Tessa Hansen, Anderson's defense attorney, said she also believed that the police were investigating Reinwand after the case was dismissed in March of last year.
However, no investigation into Reinwand's conduct appears to have begun until this week, when the arrest footage appeared on online, prompting the chief to describe the filmed events as "abhorrent."
Anderson, now 43, was being arrested in a driveway after a complaint of a domestic disturbance the night of Oct. 9, 2014, when, in the video, Anderson appears to spit at Reinwand. With Anderson's 9-year-old daughter distraught and crying in the background, Reinwand appears to punch Anderson and take her to the ground. He can be heard repeatedly calling Anderson a "bitch" and "idiot" along with other profanities.
He also can be heard telling Anderson: "You deserve to have your ass kicked."
Anderson was subsequently charged with two misdemeanors. Anderson's attorneys obtained the video in discovery and confronted prosecutors, said Hansen, a public defender.
"We, of course, saw that there were some real problems with how she was treated; we wanted to make sure we gave her the very best defense that we could," Hansen said.
Hansen recalled that prosecutors acknowledged the video could make it difficult to secure a conviction against Anderson.

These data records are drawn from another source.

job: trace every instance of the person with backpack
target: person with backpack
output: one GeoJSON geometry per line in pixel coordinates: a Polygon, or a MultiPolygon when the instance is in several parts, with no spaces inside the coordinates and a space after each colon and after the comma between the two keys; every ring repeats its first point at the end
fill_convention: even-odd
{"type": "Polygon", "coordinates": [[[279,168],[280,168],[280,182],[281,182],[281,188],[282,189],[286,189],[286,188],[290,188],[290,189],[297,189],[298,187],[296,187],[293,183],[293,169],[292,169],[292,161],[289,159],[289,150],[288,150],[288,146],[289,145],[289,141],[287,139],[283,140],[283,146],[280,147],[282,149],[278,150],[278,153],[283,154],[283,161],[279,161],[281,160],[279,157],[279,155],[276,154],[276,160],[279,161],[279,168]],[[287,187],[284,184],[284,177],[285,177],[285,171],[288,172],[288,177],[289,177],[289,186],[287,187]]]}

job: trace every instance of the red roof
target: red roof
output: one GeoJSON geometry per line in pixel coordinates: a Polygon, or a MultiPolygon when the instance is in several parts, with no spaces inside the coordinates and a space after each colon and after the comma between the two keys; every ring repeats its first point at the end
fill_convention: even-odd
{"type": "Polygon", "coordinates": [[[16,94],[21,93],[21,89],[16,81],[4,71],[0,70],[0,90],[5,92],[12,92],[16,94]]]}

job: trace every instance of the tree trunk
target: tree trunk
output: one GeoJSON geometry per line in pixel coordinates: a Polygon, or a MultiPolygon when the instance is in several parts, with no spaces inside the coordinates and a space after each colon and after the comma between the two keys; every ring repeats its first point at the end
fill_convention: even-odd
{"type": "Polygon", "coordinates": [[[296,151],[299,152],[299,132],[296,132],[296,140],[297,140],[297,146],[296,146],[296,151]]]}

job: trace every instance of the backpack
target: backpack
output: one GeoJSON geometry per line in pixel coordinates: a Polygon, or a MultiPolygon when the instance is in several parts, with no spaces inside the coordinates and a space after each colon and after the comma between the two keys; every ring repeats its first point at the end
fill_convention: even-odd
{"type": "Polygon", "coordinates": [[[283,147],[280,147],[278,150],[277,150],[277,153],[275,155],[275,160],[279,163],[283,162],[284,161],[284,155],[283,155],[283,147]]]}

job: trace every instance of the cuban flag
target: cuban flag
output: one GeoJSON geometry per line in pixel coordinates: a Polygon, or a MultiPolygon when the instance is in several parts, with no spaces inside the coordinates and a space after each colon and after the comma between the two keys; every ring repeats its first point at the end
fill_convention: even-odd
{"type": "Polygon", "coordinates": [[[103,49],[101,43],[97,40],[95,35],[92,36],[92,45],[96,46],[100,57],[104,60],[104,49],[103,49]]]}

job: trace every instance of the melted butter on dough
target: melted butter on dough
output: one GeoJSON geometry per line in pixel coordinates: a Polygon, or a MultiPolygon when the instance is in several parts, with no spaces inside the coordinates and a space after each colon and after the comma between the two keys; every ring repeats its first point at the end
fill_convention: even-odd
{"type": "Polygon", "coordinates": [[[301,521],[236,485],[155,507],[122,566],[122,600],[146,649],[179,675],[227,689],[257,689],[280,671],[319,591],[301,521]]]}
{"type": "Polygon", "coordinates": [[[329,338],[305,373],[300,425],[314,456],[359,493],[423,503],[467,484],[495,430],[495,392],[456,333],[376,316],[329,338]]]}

Then Reinwand did not show up to testify at Anderson's preliminary hearing in March 2015.
"We were told the police department was aware of the incident and was investigating," Hansen said. "We believed that this was being investigated, and given that the officer wasn't there, I assumed that was [a result] of the investigation."
But Diamond said she spoke with Reinwand after he didn't show up at the hearing, and he said he didn't want the case to go forward.
"He said he didn't want to come," she said. "He was very embarrassed by his actions."